At the time, Karolis &Scaronas, President of the Lithuanian Association of Cereal Processors and Traders, welcomed the move by the Ministry of Agriculture (MAF), describing it as a „clever way to stop the flow“.

„It must be stressed that we are talking about imports, not transit. Tightened inspections and quality testing are a really good thing," K. Šimas told LRT radio last week.

„The Išmanic& thing is that documents are taxed quite heavily, maybe €15–25 per tonne. For those šalims, that alone does not make it worthwhile for them to come to our šalis and other šalis. The increase in the cost of documents is quite išmanus, because a sample is taken for each vehicle“, – – – andšcinema it.

K. Šimas stresses that the bureaucratic restrictions imposed make it more difficult and expensive to import grain into Lithuania. The same approach could be used for the transit of produce, he said.

„Another good thing is that you can only enter a customs warehouse, in Lithuania I think only 5 customs warehouses have been approved, which is a very limited quantity and even after entering you can't load it, because the customs officer has to come and check the quality“, – said the head of the Association of Grain Processors and Traders.

„Bureaucratic restrictions make it more difficult, more expensive to import into Lithuania. (...) It would be welcome to do the same with transit, then maybe transit through our šalis would not go“, – he said.

Stricter controls on grain entering Lithuania from Russia and other high-risk countries started on Monday.

According to the Ministry of Agriculture, as of Monday, the inspection of absolutely all cereals and cereal products intended for foodstuffs imported from high-risk countries has been suspended, and samples are being taken from every wagon or vehicle of the imported products.

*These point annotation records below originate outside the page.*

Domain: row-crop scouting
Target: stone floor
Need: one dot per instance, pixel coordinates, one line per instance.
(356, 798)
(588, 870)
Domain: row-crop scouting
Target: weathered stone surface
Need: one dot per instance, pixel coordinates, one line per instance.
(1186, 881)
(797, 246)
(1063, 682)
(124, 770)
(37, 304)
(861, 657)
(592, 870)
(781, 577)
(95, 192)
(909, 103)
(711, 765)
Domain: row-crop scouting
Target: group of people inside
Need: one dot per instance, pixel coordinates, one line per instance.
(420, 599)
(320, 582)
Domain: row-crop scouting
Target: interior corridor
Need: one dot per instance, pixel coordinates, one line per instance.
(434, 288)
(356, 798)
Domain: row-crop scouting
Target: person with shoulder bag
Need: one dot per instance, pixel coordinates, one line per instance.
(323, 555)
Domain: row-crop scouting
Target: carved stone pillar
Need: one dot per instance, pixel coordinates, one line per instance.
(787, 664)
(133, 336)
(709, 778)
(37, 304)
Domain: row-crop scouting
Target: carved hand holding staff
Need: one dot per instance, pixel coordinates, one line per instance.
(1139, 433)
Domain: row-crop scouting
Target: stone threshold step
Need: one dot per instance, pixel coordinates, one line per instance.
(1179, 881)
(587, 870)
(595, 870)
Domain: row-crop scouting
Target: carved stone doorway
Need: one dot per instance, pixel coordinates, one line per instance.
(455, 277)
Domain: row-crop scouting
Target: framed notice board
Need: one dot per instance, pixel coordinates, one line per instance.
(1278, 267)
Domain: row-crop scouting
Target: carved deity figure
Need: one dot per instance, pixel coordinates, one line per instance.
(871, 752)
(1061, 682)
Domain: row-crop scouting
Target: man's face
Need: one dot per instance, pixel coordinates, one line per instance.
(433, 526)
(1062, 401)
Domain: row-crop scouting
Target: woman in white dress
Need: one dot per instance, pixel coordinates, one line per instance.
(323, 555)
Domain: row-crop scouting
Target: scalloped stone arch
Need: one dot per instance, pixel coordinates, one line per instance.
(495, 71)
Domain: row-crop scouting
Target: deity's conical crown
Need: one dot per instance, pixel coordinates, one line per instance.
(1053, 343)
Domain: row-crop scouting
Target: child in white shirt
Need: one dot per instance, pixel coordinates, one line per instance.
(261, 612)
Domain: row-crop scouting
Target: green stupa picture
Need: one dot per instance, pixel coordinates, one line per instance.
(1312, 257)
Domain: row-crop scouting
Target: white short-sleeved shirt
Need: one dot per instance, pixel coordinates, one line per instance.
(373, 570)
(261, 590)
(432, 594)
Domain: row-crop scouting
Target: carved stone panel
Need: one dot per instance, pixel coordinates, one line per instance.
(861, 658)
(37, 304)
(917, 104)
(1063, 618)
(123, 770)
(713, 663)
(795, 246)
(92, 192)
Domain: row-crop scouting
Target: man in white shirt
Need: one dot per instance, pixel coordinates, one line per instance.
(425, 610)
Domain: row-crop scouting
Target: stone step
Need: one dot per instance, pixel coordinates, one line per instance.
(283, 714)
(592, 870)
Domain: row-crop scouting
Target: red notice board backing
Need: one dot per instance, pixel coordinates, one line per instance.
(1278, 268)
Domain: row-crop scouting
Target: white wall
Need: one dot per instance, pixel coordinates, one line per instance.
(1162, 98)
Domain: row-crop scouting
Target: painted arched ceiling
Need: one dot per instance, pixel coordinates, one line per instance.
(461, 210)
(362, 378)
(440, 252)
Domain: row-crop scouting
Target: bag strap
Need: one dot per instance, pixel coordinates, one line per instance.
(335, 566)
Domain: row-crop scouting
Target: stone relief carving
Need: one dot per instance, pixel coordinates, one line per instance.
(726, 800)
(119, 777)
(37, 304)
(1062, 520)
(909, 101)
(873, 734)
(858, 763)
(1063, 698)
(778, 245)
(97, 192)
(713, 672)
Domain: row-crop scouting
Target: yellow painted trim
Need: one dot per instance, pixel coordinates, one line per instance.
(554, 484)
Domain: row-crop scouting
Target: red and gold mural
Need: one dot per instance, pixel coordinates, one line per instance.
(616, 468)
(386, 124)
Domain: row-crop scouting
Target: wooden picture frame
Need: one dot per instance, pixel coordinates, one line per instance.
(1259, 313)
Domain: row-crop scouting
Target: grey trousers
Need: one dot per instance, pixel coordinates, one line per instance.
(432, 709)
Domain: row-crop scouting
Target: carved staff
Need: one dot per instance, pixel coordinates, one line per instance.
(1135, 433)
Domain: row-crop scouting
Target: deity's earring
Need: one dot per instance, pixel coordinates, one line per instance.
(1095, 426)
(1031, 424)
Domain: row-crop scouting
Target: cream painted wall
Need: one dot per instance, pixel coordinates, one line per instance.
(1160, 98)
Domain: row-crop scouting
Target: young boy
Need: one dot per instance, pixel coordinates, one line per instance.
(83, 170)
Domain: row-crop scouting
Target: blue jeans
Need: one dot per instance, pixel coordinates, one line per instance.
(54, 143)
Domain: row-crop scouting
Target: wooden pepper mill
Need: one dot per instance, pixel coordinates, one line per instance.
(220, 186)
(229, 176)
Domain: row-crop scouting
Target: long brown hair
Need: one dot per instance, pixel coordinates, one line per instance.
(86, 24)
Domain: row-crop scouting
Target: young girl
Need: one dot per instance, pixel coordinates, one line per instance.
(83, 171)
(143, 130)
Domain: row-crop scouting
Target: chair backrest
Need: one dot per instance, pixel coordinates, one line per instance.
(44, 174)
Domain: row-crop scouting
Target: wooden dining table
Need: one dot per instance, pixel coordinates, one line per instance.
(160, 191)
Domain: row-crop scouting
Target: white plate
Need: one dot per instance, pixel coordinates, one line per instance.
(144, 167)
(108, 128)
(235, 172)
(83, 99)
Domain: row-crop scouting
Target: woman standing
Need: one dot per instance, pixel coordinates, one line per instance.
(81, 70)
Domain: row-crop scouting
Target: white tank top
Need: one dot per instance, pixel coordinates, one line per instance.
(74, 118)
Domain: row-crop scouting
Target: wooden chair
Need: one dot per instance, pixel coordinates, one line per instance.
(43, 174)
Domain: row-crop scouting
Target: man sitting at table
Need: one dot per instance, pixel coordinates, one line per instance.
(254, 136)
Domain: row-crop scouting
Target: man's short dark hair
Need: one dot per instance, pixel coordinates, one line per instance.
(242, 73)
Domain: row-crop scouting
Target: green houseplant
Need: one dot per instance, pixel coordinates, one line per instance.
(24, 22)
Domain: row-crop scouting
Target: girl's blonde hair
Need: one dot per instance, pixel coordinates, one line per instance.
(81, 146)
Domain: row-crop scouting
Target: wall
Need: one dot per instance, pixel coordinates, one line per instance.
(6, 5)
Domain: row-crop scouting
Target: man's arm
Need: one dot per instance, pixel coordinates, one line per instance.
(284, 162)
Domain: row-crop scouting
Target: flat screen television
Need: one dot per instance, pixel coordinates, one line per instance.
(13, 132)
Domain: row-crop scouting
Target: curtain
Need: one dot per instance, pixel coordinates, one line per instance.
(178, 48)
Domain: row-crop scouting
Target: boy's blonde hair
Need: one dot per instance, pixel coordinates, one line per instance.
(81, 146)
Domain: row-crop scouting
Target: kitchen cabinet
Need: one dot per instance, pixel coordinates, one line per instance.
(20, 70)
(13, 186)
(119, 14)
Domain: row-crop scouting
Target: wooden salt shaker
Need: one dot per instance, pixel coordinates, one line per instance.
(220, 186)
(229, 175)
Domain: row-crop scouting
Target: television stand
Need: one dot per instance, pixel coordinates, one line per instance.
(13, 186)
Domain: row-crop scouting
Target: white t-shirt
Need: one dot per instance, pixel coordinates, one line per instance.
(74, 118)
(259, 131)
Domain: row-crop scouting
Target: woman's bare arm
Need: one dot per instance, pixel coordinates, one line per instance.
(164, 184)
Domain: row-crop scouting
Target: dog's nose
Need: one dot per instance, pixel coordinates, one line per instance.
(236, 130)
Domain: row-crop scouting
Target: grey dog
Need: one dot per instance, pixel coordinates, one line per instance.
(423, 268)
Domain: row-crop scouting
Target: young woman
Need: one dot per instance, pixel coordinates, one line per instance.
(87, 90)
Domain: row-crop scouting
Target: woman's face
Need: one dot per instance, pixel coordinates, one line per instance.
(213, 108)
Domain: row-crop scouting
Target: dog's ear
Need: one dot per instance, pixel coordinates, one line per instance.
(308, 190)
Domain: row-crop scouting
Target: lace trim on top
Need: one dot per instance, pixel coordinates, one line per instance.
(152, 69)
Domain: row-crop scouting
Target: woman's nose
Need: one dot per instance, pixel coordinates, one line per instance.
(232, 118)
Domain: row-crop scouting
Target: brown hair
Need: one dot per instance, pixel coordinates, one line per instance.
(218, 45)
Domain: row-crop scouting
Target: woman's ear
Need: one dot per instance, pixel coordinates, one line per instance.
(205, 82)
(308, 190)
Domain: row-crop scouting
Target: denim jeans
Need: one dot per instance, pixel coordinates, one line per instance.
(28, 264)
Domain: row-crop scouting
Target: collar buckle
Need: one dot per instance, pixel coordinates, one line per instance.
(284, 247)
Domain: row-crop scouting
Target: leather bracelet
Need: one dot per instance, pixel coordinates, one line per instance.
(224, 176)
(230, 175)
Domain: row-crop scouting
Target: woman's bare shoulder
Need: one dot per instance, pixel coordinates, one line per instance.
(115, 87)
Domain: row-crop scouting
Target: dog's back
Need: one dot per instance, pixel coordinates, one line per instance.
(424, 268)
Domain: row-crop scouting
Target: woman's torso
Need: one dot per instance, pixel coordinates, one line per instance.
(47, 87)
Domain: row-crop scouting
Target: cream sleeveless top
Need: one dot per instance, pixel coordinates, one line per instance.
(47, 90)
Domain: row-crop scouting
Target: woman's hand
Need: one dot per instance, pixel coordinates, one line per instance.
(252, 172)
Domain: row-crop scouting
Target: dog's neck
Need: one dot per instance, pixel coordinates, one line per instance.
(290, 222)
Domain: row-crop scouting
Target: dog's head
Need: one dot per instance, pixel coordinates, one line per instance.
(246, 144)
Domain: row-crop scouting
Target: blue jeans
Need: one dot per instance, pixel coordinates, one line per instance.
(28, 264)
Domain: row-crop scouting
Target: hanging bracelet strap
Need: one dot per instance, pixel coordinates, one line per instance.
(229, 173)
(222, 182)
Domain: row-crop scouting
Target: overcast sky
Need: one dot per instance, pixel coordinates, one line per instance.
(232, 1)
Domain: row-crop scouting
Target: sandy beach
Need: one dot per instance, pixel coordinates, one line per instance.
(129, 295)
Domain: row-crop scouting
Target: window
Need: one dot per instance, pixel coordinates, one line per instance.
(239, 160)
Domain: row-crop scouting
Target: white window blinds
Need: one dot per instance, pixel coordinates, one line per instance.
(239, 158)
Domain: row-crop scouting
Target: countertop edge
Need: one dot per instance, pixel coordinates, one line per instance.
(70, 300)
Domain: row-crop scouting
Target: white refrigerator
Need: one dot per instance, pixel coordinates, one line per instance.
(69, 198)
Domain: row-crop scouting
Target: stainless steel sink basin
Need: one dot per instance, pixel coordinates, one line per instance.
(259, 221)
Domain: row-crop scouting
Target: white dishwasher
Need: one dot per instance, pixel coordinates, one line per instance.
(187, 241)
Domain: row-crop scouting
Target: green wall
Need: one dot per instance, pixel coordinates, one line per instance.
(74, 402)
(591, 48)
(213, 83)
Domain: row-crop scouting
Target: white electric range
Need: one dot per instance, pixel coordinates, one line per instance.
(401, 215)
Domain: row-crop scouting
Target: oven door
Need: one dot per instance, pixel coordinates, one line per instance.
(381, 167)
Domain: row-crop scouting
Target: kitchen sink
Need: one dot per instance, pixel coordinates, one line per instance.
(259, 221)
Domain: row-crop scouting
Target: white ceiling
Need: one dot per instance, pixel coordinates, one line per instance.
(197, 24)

The introduction of stricter controls on grain quality is just one of the steps taken by the Ministry of Agriculture. In the near future, once the methodological requirements have been finalised, decisions will also be taken on checking the origin of grain transported through Lithuania.

The Ministry initiated the investigation after receiving information from the Ukrainian Minister of Agriculture about allegations that Russia is profiting from the transport of grain from the occupied Ukrainian territories to third countries.

The list of high-risk countries includes Russia, Belarus, Transnistria, which is not under the control of the Moldovan government, Crimea and other occupied territories of Ukraine, annexed by Russia, and the occupied regions of Abkhazia and Tskhinvali in Sakhartveland.

On Thursday, the State Food and Veterinary Service (SVVT) signed an order amending the rules on the state supervision of food grains of non-animal origin. The same measures will apply to food grains and their products as to feed grains and their products.